Total shoulder replacement for severe joint osteoarthritis has come a long way since its first use. But it isn’t perfect yet. Ten to 15 per cent of patients receiving this implant later develop loosening of the glenoid component (socket side of the implant).
The reason for glenoid component loosening is the focus of a recent study from the Cleveland Clinic in Ohio. What they found may be of interest to you. We don’t know what you had. But the type of implant used for patients in the study was a polyethylene (plastic) press-fit (not glued in but pressed against the bone so that more bone would fill in around it) design. With that particular implant type, a peg in the center of the socket implant helps hold it in place until bone in-fill takes place.
Loosening is observed on X-rays as osteolysis (bone loss as the body resorb bone cells) may be associated with a condition known as retroversion. Retroversion refers to a tipped back position of the socket. Because the socket does not line up symmetrically with the head of the humerus, retroversion may contribute to the osteoarthritic degenerative changes and later to the osteolysis leading to loosening.
In this study, 66 patients who received the DePuy Anchor Peg Glenoid Component were followed up. All surgeries to implant the shoulder replacement were done by one surgeon. When there was too much retroversion, the surgeon did his best to correct the problem. He did this by shaving or cutting away excess bone along the front of the glenoid. The goal was to create a glenoid (socket) that was perpendicular to the scapula (body of the shoulder blade where the glenoid is located).
In some cases, the surgeon was unable to obtain a perfect fit with complete correction. To get complete correction of glenoid retroversion would require taking off too much bone. It was better to remove as much bone as possible to re-align the glenoid but without taking so much that it was no longer possible to insert the glenoid component.
To measure results, X-rays were taken before and after surgery and compared. About half of the patients also had pre-operative CT scans ordered when X-rays were not enough to fully see the glenoid. Repeating these imaging studies postoperatively made it possible for the surgeon to evaluate the bone, assess alignment (e.g., retroversion, accuracy of glenoid component to scapula interface), and look for any signs of implant loosening around the central peg.

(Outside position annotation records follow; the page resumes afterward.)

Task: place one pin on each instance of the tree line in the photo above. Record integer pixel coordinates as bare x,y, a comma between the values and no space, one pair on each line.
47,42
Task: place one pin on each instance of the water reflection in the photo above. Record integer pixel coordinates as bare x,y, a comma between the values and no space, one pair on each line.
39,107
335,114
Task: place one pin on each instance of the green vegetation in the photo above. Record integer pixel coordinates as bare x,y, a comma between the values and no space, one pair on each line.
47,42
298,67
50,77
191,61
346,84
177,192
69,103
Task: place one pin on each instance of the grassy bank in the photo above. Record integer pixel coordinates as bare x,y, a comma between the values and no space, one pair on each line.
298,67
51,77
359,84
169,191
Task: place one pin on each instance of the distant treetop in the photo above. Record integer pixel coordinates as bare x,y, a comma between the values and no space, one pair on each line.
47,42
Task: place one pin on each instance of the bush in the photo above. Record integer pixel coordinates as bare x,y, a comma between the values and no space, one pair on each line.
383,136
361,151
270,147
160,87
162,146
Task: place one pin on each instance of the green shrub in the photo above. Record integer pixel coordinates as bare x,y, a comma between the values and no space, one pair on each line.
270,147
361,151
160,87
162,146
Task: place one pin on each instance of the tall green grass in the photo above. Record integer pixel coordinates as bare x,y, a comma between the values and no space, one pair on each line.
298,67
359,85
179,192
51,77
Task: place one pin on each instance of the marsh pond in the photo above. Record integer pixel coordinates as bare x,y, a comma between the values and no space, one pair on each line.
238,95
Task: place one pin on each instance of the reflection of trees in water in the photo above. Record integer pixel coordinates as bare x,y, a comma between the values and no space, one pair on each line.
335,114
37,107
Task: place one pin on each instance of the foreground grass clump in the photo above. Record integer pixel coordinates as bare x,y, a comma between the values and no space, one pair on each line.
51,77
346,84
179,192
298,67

It turned out that pre- and postoperative glenoid retroversion was the main factor in osteolysis and peg loosening. More than 15 degrees of tilt still remaining after surgery contributed to early loosening. It is believed (but has not been conclusively proven yet) that the retroversion causes increased load on the humeral head.
The surgeon concluded by suggesting that whenever possible, glenoid retroversion should be corrected to within 15 degrees before placing the implant into the shoulder. This also means that many things must be taken into account when preparing for shoulder replacement.

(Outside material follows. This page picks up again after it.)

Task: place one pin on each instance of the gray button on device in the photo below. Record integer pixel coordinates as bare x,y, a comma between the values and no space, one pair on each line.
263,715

The surgeon is advised to use advanced imaging studies to look for pathology (i.e., problems with alignment, presence of bone deficiency). Both X-rays and CT scans should be taken pre-operatively (CT scans before surgery were not standard practice at the time of this study). And special care must be taken when selecting the implant used in order to accommodate for pathology and alignment problems observed preoperatively.
This information may help you in discussing your situation with the surgeon. Retroversion may not be an anatomic feature for you but if it is, these suggestions may help. In any case, careful evaluation of your situation may help identify risk factors that can be managed to avoid future problems with implant loosening.